Comprar una vivienda se ha convertido en una pesadilla para millones de chinos, especialmente aquellos que residen en las grandes ciudades, debido a los precios imposibles del mercado inmobiliario. Por eso el Gobierno está dispuesto a ponerse manos a la obra con un doble propósito: evitar la excesiva subida de precios y echar agua al fuego de un mercado sobrecalentado que puede estallar en cualquier momento.

En abril de 2010 entró en vigor la llamado guo shi tiao, una prohibición según la cual cada familia sólo podía adquirir una vivienda. La medida, implementada inicialmente en la capital, pronto se extendió a los principales núcleos urbanos de China, como Shanghai, Guangzhou, Tianjin, o Nanjing, y años más tarde pasaría a convertirse en un requisito extendido a todas las urbes del país.

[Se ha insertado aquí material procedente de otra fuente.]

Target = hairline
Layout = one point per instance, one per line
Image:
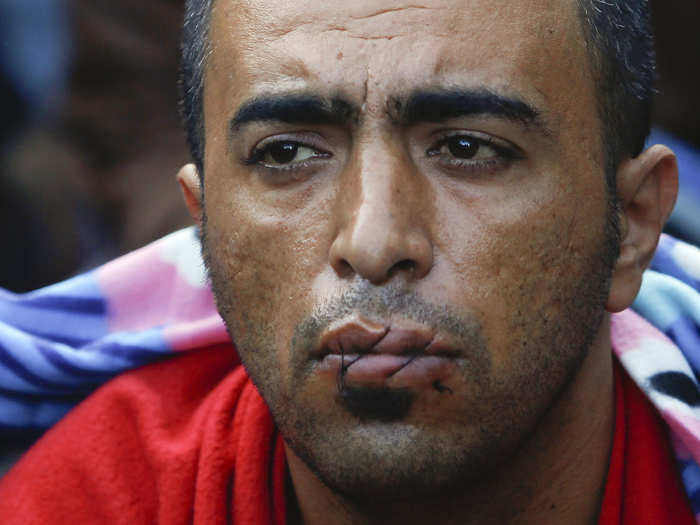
(595, 63)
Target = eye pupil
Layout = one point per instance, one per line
(462, 147)
(283, 152)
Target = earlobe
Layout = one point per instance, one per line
(189, 181)
(646, 189)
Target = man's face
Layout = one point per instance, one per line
(405, 226)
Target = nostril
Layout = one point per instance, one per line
(406, 265)
(344, 268)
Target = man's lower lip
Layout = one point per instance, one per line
(394, 371)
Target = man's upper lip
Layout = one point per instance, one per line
(360, 336)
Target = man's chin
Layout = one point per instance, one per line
(377, 403)
(384, 459)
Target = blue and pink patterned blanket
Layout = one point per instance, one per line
(60, 343)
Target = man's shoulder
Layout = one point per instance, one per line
(132, 441)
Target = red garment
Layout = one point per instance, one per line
(191, 441)
(642, 486)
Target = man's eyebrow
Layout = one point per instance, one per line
(294, 108)
(443, 104)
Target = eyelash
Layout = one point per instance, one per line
(504, 155)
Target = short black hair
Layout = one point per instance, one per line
(618, 36)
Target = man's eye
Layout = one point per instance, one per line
(463, 147)
(284, 153)
(471, 152)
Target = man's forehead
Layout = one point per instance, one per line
(387, 47)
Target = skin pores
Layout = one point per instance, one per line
(506, 253)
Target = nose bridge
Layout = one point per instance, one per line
(383, 185)
(383, 233)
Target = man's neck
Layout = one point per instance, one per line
(556, 476)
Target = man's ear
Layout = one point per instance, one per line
(188, 178)
(646, 189)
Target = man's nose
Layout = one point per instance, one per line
(383, 230)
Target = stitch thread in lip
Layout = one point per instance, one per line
(437, 385)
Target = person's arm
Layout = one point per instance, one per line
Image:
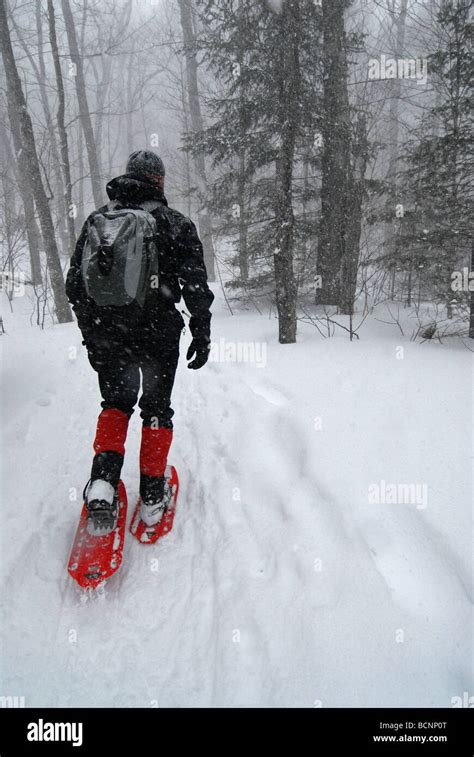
(196, 293)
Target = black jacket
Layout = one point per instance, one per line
(182, 272)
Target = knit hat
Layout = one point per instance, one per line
(148, 164)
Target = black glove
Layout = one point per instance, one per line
(200, 346)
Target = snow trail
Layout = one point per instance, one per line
(280, 584)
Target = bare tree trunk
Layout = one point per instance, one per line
(336, 157)
(24, 186)
(471, 314)
(65, 165)
(393, 137)
(350, 261)
(84, 112)
(288, 119)
(185, 117)
(41, 77)
(242, 175)
(20, 118)
(205, 223)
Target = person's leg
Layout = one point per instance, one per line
(156, 412)
(119, 386)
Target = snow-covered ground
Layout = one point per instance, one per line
(283, 582)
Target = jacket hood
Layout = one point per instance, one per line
(133, 189)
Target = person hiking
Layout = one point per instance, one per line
(134, 259)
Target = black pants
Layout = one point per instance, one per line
(120, 385)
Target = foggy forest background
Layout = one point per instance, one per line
(323, 148)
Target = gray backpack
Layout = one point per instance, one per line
(120, 255)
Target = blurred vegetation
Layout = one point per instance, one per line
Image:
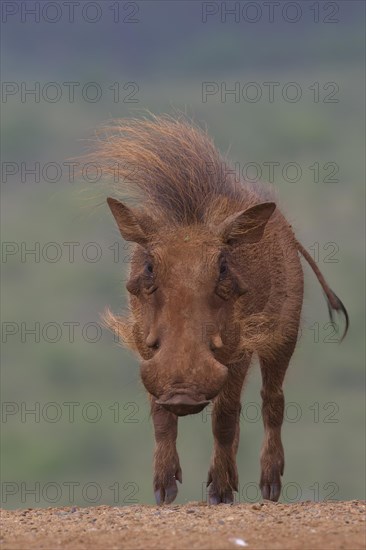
(169, 53)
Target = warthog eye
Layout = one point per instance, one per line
(149, 268)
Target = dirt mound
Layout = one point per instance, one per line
(305, 525)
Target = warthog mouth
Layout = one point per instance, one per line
(182, 404)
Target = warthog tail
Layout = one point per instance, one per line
(334, 303)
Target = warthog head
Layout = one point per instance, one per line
(183, 286)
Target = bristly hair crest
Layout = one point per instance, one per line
(171, 168)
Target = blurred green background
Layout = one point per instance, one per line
(103, 449)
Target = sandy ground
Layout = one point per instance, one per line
(305, 525)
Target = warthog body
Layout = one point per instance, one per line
(215, 277)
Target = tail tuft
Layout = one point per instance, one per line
(335, 304)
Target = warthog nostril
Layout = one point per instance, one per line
(182, 404)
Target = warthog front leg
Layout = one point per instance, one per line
(167, 469)
(273, 403)
(223, 475)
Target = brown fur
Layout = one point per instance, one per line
(215, 277)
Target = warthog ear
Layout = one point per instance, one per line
(132, 227)
(246, 226)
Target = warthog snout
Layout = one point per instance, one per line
(182, 404)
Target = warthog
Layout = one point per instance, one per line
(215, 277)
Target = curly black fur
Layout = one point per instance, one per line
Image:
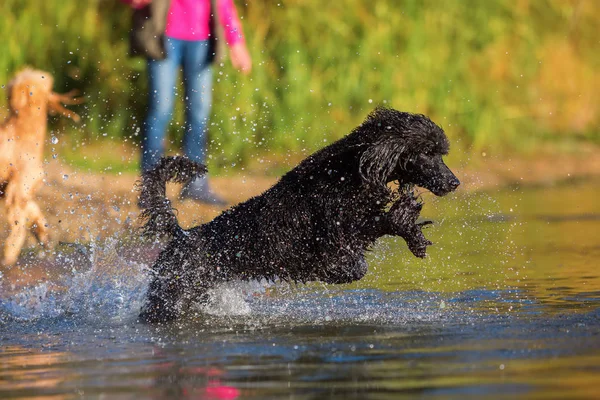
(315, 224)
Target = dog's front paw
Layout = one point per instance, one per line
(403, 217)
(403, 214)
(416, 240)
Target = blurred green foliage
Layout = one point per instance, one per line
(499, 75)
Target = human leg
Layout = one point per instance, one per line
(197, 78)
(162, 78)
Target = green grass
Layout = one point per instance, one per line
(499, 76)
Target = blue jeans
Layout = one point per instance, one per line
(192, 56)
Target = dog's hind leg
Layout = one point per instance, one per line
(17, 218)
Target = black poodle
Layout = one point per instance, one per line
(315, 224)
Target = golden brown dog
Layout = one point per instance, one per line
(22, 136)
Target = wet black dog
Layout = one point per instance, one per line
(315, 224)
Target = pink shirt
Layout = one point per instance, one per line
(189, 20)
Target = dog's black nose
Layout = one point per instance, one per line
(454, 183)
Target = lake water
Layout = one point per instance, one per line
(506, 305)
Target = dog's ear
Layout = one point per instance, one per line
(379, 161)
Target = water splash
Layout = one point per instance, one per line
(103, 286)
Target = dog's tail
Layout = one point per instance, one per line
(156, 208)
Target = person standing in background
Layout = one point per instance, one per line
(188, 44)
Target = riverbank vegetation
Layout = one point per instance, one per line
(500, 76)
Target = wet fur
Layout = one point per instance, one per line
(315, 224)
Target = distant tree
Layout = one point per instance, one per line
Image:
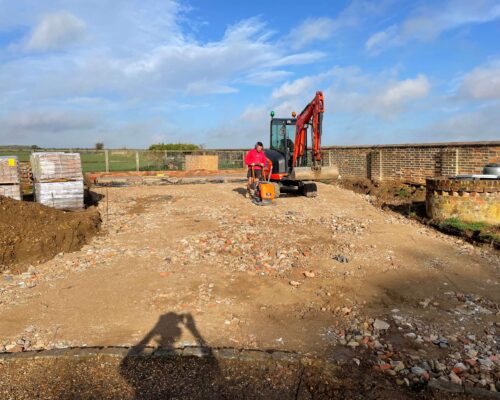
(174, 146)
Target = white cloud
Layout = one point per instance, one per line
(403, 91)
(481, 124)
(299, 87)
(428, 23)
(482, 83)
(266, 78)
(56, 31)
(351, 90)
(46, 122)
(312, 29)
(203, 87)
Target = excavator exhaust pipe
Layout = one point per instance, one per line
(309, 174)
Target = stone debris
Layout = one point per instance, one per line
(446, 352)
(340, 258)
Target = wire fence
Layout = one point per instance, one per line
(144, 160)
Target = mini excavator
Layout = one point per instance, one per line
(290, 158)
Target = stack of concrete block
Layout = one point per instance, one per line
(10, 181)
(58, 180)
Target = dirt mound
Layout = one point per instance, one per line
(32, 233)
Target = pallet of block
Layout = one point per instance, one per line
(66, 195)
(12, 191)
(55, 166)
(10, 177)
(9, 170)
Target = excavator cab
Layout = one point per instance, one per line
(289, 153)
(282, 134)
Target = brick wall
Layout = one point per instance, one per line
(412, 162)
(471, 201)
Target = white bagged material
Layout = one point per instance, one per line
(62, 195)
(12, 191)
(9, 170)
(53, 166)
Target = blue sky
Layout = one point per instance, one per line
(133, 73)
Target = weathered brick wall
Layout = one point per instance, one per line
(466, 200)
(412, 162)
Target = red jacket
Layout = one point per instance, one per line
(254, 157)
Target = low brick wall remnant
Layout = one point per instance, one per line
(412, 163)
(467, 200)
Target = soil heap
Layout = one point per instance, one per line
(33, 233)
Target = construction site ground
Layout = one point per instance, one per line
(333, 277)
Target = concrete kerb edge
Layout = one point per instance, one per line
(219, 353)
(187, 351)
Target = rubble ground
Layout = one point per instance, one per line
(332, 276)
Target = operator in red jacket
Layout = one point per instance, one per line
(257, 159)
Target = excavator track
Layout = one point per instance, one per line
(308, 189)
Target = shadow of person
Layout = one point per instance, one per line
(165, 374)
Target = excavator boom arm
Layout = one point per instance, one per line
(312, 115)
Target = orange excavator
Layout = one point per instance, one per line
(294, 165)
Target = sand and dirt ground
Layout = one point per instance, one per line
(309, 275)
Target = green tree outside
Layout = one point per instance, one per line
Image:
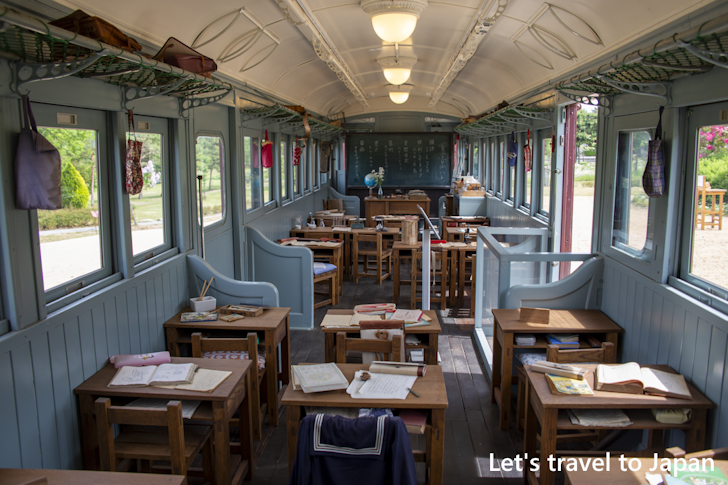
(73, 188)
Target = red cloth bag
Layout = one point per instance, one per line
(267, 152)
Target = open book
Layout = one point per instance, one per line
(342, 321)
(152, 375)
(632, 379)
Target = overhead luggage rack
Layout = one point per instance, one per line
(294, 119)
(510, 118)
(41, 52)
(649, 71)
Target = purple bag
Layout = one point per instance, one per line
(37, 167)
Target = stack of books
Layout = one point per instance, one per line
(526, 339)
(318, 378)
(564, 341)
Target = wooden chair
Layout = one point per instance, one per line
(440, 275)
(380, 254)
(233, 348)
(139, 441)
(393, 347)
(607, 354)
(332, 296)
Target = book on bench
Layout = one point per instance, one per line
(153, 375)
(630, 378)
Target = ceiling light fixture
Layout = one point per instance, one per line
(394, 20)
(396, 69)
(399, 94)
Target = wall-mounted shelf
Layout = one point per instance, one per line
(292, 118)
(43, 52)
(510, 118)
(650, 71)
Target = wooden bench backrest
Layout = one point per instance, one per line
(367, 345)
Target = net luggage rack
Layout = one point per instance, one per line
(41, 52)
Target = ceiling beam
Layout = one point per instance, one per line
(479, 25)
(298, 13)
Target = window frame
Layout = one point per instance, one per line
(87, 119)
(619, 124)
(544, 212)
(160, 126)
(284, 144)
(704, 290)
(223, 180)
(252, 136)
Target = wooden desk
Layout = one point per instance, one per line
(549, 411)
(273, 322)
(17, 476)
(616, 476)
(397, 247)
(229, 396)
(433, 398)
(565, 321)
(374, 206)
(430, 332)
(457, 234)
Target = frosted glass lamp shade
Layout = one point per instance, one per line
(394, 27)
(397, 75)
(399, 98)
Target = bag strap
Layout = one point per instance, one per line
(658, 130)
(130, 118)
(28, 117)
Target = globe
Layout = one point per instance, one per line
(370, 180)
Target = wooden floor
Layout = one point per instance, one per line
(471, 421)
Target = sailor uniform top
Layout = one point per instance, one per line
(336, 450)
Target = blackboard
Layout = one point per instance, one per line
(408, 159)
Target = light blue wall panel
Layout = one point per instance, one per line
(47, 360)
(663, 326)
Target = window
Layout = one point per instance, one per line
(501, 168)
(210, 156)
(546, 158)
(528, 176)
(251, 152)
(285, 156)
(75, 241)
(703, 260)
(476, 161)
(631, 205)
(150, 210)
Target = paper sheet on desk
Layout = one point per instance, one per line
(381, 386)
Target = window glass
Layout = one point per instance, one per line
(631, 204)
(210, 156)
(476, 161)
(147, 208)
(501, 166)
(546, 157)
(284, 167)
(708, 260)
(252, 172)
(70, 239)
(584, 177)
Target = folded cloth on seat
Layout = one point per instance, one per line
(319, 268)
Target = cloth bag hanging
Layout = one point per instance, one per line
(528, 153)
(134, 177)
(267, 152)
(512, 151)
(37, 167)
(653, 180)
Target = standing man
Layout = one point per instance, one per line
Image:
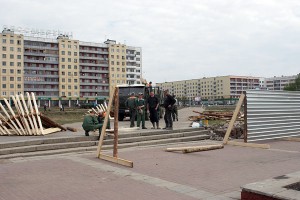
(90, 123)
(152, 107)
(175, 110)
(141, 111)
(169, 101)
(131, 104)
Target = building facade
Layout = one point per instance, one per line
(278, 83)
(211, 88)
(63, 68)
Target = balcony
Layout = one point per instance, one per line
(40, 47)
(41, 61)
(41, 68)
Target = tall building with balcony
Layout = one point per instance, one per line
(211, 88)
(133, 65)
(11, 63)
(63, 68)
(278, 83)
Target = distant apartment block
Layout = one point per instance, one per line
(212, 88)
(278, 83)
(65, 68)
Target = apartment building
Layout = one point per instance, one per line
(63, 68)
(12, 64)
(278, 83)
(211, 88)
(133, 65)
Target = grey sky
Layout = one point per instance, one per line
(180, 39)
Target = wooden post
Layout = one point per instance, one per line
(234, 116)
(245, 118)
(116, 122)
(103, 132)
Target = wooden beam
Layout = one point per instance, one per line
(32, 114)
(116, 122)
(27, 113)
(116, 160)
(51, 130)
(37, 113)
(196, 148)
(254, 145)
(234, 116)
(291, 139)
(103, 132)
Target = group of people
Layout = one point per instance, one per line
(138, 106)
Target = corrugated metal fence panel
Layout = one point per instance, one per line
(272, 115)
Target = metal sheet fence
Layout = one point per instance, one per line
(272, 115)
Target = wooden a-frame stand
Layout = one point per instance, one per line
(114, 96)
(241, 101)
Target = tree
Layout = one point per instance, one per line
(293, 86)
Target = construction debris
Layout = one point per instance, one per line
(27, 120)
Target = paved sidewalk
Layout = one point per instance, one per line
(216, 174)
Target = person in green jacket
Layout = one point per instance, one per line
(131, 105)
(141, 111)
(91, 123)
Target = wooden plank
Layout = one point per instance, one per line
(116, 122)
(292, 139)
(32, 114)
(117, 160)
(37, 113)
(12, 124)
(236, 112)
(23, 115)
(22, 119)
(27, 114)
(103, 132)
(254, 145)
(51, 130)
(20, 127)
(196, 148)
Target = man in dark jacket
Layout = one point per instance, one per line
(131, 104)
(152, 107)
(90, 123)
(169, 101)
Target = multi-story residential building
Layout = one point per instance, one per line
(12, 64)
(133, 65)
(278, 83)
(212, 88)
(62, 68)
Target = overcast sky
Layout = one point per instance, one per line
(180, 39)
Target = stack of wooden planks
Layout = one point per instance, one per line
(26, 119)
(214, 115)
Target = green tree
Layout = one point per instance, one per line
(293, 86)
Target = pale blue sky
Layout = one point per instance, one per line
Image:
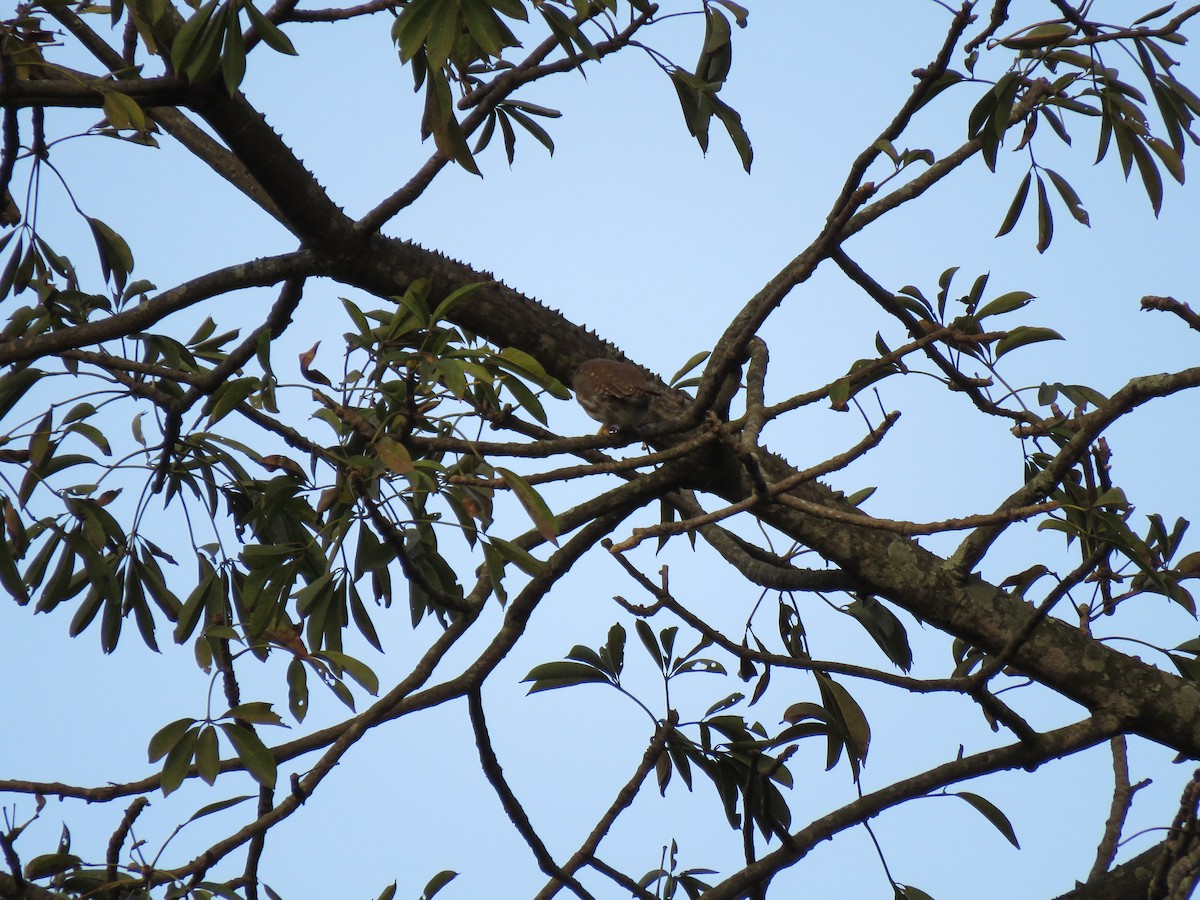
(630, 231)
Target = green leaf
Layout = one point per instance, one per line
(252, 753)
(178, 760)
(550, 676)
(1024, 335)
(48, 864)
(534, 505)
(298, 689)
(184, 45)
(167, 737)
(271, 35)
(1069, 197)
(257, 713)
(115, 258)
(436, 883)
(885, 629)
(233, 58)
(1045, 219)
(355, 669)
(1005, 303)
(993, 814)
(525, 561)
(208, 757)
(220, 805)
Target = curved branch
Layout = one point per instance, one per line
(624, 797)
(1057, 743)
(495, 775)
(259, 273)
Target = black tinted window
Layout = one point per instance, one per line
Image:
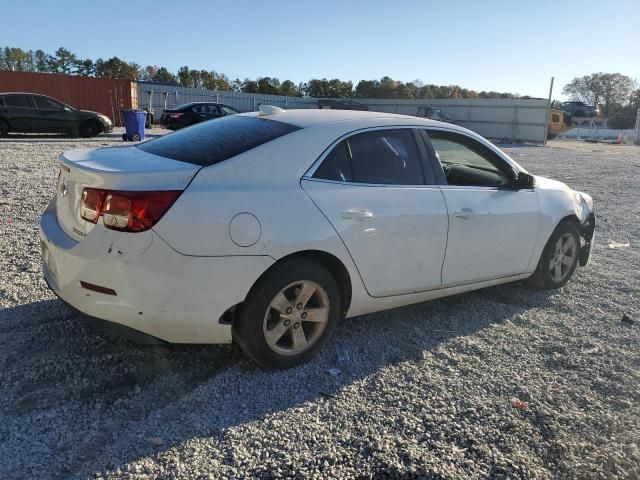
(336, 165)
(17, 101)
(217, 140)
(386, 157)
(47, 103)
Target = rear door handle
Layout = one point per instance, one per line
(465, 214)
(355, 213)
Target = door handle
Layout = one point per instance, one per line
(465, 214)
(355, 213)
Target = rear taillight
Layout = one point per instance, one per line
(126, 211)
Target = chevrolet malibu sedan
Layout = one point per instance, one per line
(267, 228)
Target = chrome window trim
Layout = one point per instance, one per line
(503, 156)
(378, 185)
(308, 175)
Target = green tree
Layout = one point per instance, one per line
(236, 85)
(162, 75)
(184, 78)
(249, 86)
(62, 61)
(147, 72)
(604, 89)
(116, 68)
(84, 68)
(40, 61)
(290, 89)
(323, 88)
(196, 80)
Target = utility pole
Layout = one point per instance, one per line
(546, 120)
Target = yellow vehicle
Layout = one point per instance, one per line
(558, 122)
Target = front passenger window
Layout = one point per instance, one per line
(381, 157)
(337, 165)
(467, 162)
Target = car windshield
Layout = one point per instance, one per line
(211, 142)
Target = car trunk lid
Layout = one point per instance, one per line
(122, 168)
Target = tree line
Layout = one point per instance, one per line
(64, 61)
(617, 95)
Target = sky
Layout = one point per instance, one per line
(510, 46)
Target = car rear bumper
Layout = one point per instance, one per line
(149, 286)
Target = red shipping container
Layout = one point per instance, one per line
(104, 95)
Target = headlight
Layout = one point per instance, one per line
(586, 198)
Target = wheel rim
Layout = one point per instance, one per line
(563, 257)
(296, 317)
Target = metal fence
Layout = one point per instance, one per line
(506, 120)
(157, 97)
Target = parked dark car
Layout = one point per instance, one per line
(434, 113)
(579, 109)
(35, 113)
(192, 113)
(342, 104)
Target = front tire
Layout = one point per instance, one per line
(559, 258)
(288, 315)
(4, 128)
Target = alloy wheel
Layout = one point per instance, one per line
(563, 257)
(296, 317)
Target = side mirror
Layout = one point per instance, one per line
(524, 181)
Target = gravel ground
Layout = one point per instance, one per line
(499, 383)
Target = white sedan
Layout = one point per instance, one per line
(267, 228)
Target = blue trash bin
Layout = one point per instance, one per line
(134, 121)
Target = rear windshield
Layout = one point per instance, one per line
(212, 142)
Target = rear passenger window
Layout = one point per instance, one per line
(17, 101)
(387, 157)
(336, 165)
(208, 143)
(47, 104)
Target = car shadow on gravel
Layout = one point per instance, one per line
(99, 402)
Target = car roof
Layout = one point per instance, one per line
(25, 93)
(304, 118)
(191, 104)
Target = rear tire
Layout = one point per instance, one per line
(90, 128)
(559, 258)
(4, 128)
(288, 315)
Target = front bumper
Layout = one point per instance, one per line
(159, 292)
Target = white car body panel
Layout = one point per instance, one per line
(490, 231)
(199, 260)
(122, 168)
(408, 223)
(160, 292)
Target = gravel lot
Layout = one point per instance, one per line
(431, 390)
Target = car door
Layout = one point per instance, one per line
(52, 115)
(22, 114)
(379, 192)
(493, 227)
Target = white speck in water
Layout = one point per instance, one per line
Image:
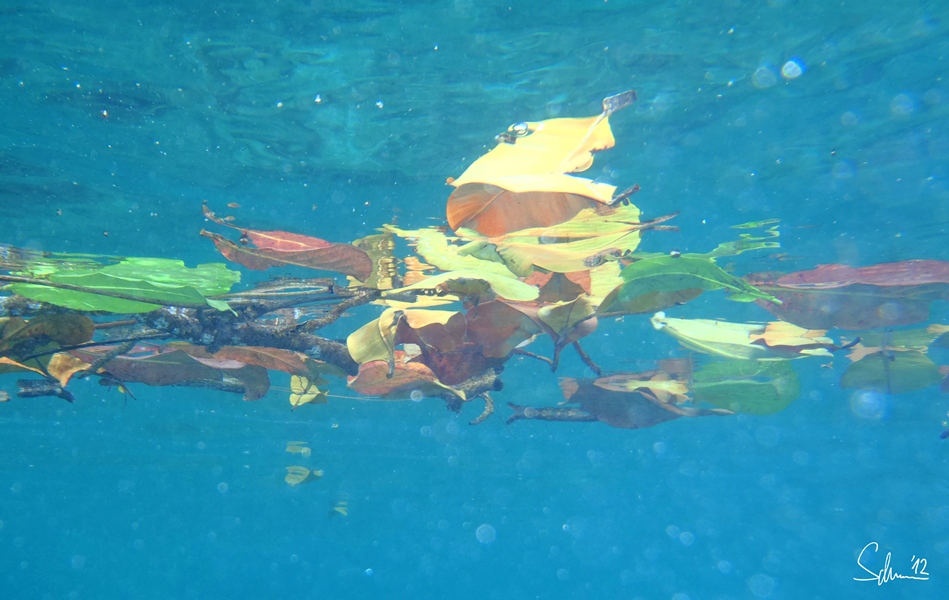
(763, 77)
(486, 534)
(792, 70)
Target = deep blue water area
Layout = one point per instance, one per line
(330, 118)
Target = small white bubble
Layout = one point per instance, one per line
(792, 70)
(868, 404)
(843, 169)
(768, 436)
(849, 118)
(763, 77)
(800, 458)
(761, 585)
(486, 534)
(902, 105)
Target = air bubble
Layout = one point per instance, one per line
(486, 534)
(792, 70)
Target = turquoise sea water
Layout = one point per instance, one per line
(329, 119)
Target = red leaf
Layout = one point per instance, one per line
(342, 258)
(883, 295)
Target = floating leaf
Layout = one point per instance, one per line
(678, 276)
(173, 366)
(303, 391)
(297, 475)
(475, 284)
(747, 386)
(300, 448)
(65, 330)
(892, 372)
(745, 341)
(436, 248)
(374, 380)
(272, 359)
(523, 182)
(385, 272)
(499, 328)
(883, 295)
(63, 366)
(8, 365)
(341, 258)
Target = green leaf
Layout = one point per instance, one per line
(85, 301)
(152, 282)
(673, 274)
(747, 386)
(892, 372)
(209, 279)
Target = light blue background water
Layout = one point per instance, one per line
(208, 101)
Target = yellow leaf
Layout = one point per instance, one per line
(297, 475)
(303, 391)
(505, 287)
(63, 366)
(539, 160)
(300, 448)
(744, 341)
(375, 340)
(8, 365)
(436, 248)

Promoción inmobiliaria en Nanjing
Foto: China Daily

Para poner en práctica esta restricción, el Gobierno chino limitó desde un primer momento la compra de una segunda vivienda, encareciendo los requisitos de acceso a las familias que ya fueran propietarias, como el aumento del precio de la entrada (hasta un 50%) o los tipos de interés.

Sin embargo, muchas parejas encontraron la manera de darle la vuelta a la prohibición por la vía civil. Se divorciaban legalmente (aunque no de facto) para evitar pagar más por una segunda casa.

Pekín advirtió que el importante aumento en el número de divorcios, especialmente los que tenían lugar en grandes ciudades, tenían en realidad un fin oculto: el de conseguir hacerse con una segunda vivienda.

Por eso, desde finales del año pasado, el Banco Central de China ha decidido tomar cartas en el asunto penalizando los requisitos financieros a todas aquellas parejas que decidan divorciarse hasta un año después de haber firmado una hipoteca.

Bloque de viviendas en Beijing. Foto: China.org.cn

La medida es especialmente draconiana, ya que no solo corta de raíz la ‘rebaja’ para adquirir una segunda vivienda, sino que además se encarecen las amortizaciones de aquellas que ya tengan hipotecadas. Es decir, por el mero hecho de divorciarse, los hipotecados se verán obligados a pagar más por su vivienda, quieran o no quieran hacerse con otra.

Además de las restricciones a la demanda, Pekín también está dispuesto a cortar por los sano en la oferta.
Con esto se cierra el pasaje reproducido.